Real2Edit2Real: Generating Robotic Demonstrations via a 3D Control Interface
Yujie Zhao, Hongwei Fan, Di Chen, Shengcong Chen, Liliang Chen, Xiaoqi Li, Guanghui Ren, Hao Dong
TL;DR
Real2Edit2Real tackles the data-efficiency bottleneck in robotic policy learning by linking 3D geometry editing with 2D multi-view RGB data to synthesize novel, physically consistent demonstrations. The method couples metric-scale geometry reconstruction, depth-aware spatial editing with pose correction, and a depth-conditioned, multi-view video generator to produce realistic, varied trajectories without simulators. Empirically, policies trained on generated data from as few as 1–5 source demos match or exceed those trained on 50 real demos, achieving up to 10–50x data efficiency across four real-world tasks and enabling editing in height and texture. This framework promises a unified, scalable data-generation platform for robotics that preserves visual fidelity and interaction realism while expanding spatial generalization.
Abstract
Recent progress in robot learning has been driven by large-scale datasets and powerful visuomotor policy architectures, yet policy robustness remains limited by the substantial cost of collecting diverse demonstrations, particularly for spatial generalization in manipulation tasks. To reduce repetitive data collection, we present Real2Edit2Real, a framework that generates new demonstrations by bridging 3D editability with 2D visual data through a 3D control interface.

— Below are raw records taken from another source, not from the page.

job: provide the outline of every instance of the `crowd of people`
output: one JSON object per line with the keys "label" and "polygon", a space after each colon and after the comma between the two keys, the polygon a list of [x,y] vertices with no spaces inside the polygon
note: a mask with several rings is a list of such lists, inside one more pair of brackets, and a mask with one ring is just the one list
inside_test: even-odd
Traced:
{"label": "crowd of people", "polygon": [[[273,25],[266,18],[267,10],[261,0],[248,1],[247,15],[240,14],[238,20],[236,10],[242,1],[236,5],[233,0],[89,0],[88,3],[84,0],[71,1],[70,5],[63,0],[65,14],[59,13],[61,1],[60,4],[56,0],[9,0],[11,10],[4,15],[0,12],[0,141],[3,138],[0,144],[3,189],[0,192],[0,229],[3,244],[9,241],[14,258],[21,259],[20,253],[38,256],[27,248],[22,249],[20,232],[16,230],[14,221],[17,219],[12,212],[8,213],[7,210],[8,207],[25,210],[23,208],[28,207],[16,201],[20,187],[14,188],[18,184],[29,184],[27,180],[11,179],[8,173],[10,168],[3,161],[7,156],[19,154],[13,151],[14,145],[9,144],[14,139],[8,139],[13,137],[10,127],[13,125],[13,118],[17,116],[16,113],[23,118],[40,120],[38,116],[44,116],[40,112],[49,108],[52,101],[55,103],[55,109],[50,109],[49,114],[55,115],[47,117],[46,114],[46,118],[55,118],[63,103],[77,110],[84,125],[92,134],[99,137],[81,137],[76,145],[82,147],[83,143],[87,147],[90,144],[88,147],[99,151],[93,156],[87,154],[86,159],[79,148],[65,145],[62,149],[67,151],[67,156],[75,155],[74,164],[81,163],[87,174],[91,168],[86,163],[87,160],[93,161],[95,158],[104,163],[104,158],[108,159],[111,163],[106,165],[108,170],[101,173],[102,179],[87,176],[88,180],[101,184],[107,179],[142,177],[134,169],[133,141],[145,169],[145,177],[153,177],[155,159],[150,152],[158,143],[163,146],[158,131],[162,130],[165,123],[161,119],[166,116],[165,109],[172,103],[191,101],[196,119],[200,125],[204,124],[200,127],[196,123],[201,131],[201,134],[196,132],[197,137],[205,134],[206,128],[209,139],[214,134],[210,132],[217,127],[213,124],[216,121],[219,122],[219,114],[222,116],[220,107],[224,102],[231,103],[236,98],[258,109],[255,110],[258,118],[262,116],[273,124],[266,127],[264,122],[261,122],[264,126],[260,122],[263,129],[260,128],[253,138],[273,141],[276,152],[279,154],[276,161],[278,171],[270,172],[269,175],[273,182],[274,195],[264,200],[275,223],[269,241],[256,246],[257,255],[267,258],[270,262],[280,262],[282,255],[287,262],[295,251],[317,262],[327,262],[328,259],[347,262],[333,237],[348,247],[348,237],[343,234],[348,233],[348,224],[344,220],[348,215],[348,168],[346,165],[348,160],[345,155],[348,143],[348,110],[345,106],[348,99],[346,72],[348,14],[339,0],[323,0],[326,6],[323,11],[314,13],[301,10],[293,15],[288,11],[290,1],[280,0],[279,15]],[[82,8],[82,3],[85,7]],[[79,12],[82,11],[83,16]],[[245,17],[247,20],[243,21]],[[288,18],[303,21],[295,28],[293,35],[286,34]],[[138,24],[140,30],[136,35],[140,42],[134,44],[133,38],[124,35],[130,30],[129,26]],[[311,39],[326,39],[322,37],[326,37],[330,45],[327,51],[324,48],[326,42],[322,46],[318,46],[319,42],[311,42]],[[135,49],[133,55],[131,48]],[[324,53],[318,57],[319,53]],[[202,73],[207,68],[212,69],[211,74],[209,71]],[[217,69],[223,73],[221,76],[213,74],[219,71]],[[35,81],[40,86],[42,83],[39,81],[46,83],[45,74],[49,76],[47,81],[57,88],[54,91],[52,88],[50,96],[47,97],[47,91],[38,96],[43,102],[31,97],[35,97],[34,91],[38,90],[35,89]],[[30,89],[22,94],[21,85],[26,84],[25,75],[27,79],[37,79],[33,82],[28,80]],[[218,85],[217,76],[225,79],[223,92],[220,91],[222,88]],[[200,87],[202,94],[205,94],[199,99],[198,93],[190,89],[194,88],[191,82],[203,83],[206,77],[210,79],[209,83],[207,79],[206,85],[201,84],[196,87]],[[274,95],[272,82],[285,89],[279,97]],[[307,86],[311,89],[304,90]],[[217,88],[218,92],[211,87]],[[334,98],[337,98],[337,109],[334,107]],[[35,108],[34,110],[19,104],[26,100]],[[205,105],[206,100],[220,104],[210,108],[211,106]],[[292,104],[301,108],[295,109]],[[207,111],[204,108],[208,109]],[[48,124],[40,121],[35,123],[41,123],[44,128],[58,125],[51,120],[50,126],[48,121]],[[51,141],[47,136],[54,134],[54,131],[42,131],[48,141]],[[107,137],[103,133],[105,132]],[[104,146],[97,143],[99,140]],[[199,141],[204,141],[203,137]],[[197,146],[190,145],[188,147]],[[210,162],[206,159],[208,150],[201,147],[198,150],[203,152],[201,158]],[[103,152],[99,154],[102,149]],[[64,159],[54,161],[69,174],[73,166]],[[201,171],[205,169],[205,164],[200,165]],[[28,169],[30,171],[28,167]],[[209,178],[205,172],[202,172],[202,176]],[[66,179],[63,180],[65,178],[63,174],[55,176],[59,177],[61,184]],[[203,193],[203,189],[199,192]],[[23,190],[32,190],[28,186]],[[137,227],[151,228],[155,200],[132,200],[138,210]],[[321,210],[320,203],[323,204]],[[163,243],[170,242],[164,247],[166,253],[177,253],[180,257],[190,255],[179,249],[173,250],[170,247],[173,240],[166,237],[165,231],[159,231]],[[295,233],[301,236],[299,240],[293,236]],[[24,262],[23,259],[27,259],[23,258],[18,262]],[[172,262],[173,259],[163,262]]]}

Our approach first reconstructs scene geometry from multi-view RGB observations with a metric-scale 3D reconstruction model. Based on the reconstructed geometry, we perform depth-reliable 3D editing on point clouds to generate new manipulation trajectories while geometrically correcting the robot poses to recover physically consistent depth, which serves as a reliable condition for synthesizing new demonstrations. Finally, we propose a multi-conditional video generation model guided by depth as the primary control signal, together with action, edge, and ray maps, to synthesize spatially augmented multi-view manipulation videos. Experiments on four real-world manipulation tasks demonstrate that policies trained on data generated from only 1-5 source demonstrations can match or outperform those trained on 50 real-world demonstrations, improving data efficiency by up to 10-50x. Moreover, experimental results on height and texture editing demonstrate the framework's flexibility and extensibility, indicating its potential to serve as a unified data generation framework.